Hero, meanwhile, is losing no time and Chairman and Managing Director Pawan Munjal recently declared his ambitions to be the leader in the scooter market just like, he said, his company dominates the motorcycle segment.
Allies turned rivals
Activa is the volume churner for Honda. It generates 88 per cent of Honda’s scooter sales, while outselling nearest competitor Hero Maestro by nearly three times. To beat Honda, Hero knows it has to topple Activa and that is what it aims to do with newly launched Duet and Maestro Edge, both priced marginally lower and available ‘off-the-shelf’. Hero has been helped by Honda’s production handicap. Although plants are running to full capacity, demand for Activa continues to outstrip supply.
Analysts believe that Honda need not be unduly worried.

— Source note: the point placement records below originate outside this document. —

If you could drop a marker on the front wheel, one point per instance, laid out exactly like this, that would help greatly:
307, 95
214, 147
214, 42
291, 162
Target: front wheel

It is normal for market leaders to lose some market share. Both Maruti Suzuki (in cars) and Mahindra & Mahindra (in utility vehicles) have ceded shares to rivals. But Honda, perhaps true to the legendary Japanese fighting spirit, is not willing to let go. Last month it kick-started the fourth two-wheeler plant in Gujarat to boost production. The new plant is expected to generate 1.2 million scooters annually and shrink the waiting period for Activa.
The next step will be to get into the non-urban areas, the heart of Hero’s market. More than 40 per cent of Hero’s motorcycles sales volumes come from tier-II and III towns where buyers prefer bikes over scooters. “We see a big opportunity once we expand our network to these areas. The ratio of scooter to motorcycle is 1:9 in these areas. But from the day we opened our dealerships, within six months, the ratio changed to 2:8, which even we were not expecting. The same sub-dealers are now asking for more scooters for what is basically a motorcycle market,” adds Guleria. Honda says its network penetration presently stands at 4,200 whereas that of Hero is estimated at 6,500.
Keeping with the times
The Activa was introduced with a 100cc engine in 2001, it moved to 110cc and then 125cc. The three models — Activa 125, Activa 3G and Activa I — have helped Honda stay on top. Guleria says that the company is open to introducing and reintroducing old models if the market so demands. When asked if Activa’s natural progression would be to hit the 150cc category given that it already has the engine in motorcycles, Guleria did not deny the possibility of having a more powerful model.
He believes that the Activa customer has never really complained about the scooter being underpowered, not even when the engine was 100cc. “But we decided to upgrade the customer,” he adds, indicating perhaps the company may well look at doing so again. For, as he says, it is all about creating new demand and guarding one’s turf.